El placer, después de todo, es una guía más segura que la corrección o el deber. Porque, aunque sea difícil saber lo que nos provoca placer, la corrección y el deber son todavía más difíciles de discernir y, si nos equivocamos con ellos, nos sumiremos en un pozo de desgracias tan profundo como si adoptamos una idea equivocada del placer. Cuando los hombres se queman los dedos por perseguirlo, se dan cuenta de su equivocación y analizan sus errores con mucha más facilidad que cuando se los queman por perseguir un deber o una virtud ideal e imaginada. En realidad, el diablo vestido con ropajes de ángel sólo puede ser detectado por expertos de excepcional perspicacia. Y adopta tantas veces este disfraz que, en general, resulta poco seguro hablar con ángeles, de modo que toda la gente prudente debe buscar el placer y considerarlo una guía más cercana, más respetable y, en general, mucho más fiable.
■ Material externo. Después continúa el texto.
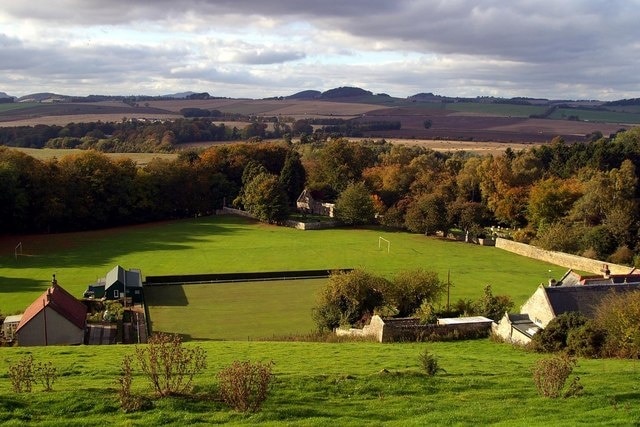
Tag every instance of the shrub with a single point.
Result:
(413, 288)
(622, 255)
(21, 375)
(348, 298)
(586, 341)
(168, 365)
(429, 363)
(46, 374)
(619, 315)
(553, 338)
(26, 372)
(550, 375)
(128, 401)
(244, 386)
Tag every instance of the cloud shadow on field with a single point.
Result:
(100, 247)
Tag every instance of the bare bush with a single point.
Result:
(429, 363)
(128, 401)
(244, 386)
(169, 366)
(46, 374)
(21, 375)
(551, 374)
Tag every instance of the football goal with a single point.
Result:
(382, 241)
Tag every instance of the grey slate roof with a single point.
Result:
(583, 299)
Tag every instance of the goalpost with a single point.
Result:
(382, 239)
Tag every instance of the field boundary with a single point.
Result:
(574, 262)
(186, 279)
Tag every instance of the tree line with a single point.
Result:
(579, 198)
Volviendo al señor Pontifex, además de haber vivido una vida larga y próspera, dejó una numerosa descendencia, a quienes transmitió no sólo sus características físicas y mentales, con ligeras variaciones, sino también una gran cantidad de rasgos que no se suelen transmitir de modo tan fácil. Me refiero a los pecuniarios. Podría decirse que él los adquirió sentándose y dejando que el dinero le llegara, por así decirlo, llovido del cielo, pero… ¿a cuántos les llega el dinero así sin que se den cuenta? O incluso, si logran recogerlo, ¿cuántos consiguen pasárselo a su descendencia? El señor Pontifex lo consiguió. Retuvo todo lo ganado, y ya se sabe que retener el dinero es como mantener la reputación por una cualidad especial: es más fácil lograrla que retenerla.

Viéndolo en todos sus aspectos, mi juicio sobre su persona no sería tan cruel como el de mi padre. Si se le juzga por patrones demasiado elevados, no fue nada. Si se le juzga por patrones más corrientes, no se le encuentran tantas faltas. Lo que he dicho en este capítulo, lo digo de una vez por todas, y no voy a romper el hilo de mi narración para repetirlo. Habrá que tenerlo en cuenta para ayudar a formar un veredicto que el lector podría querer emitir con demasiada rapidez, no sólo sobre el señor Pontifex, sino también sobre Theobald y Christina. Y ahora, continuaré mi historia.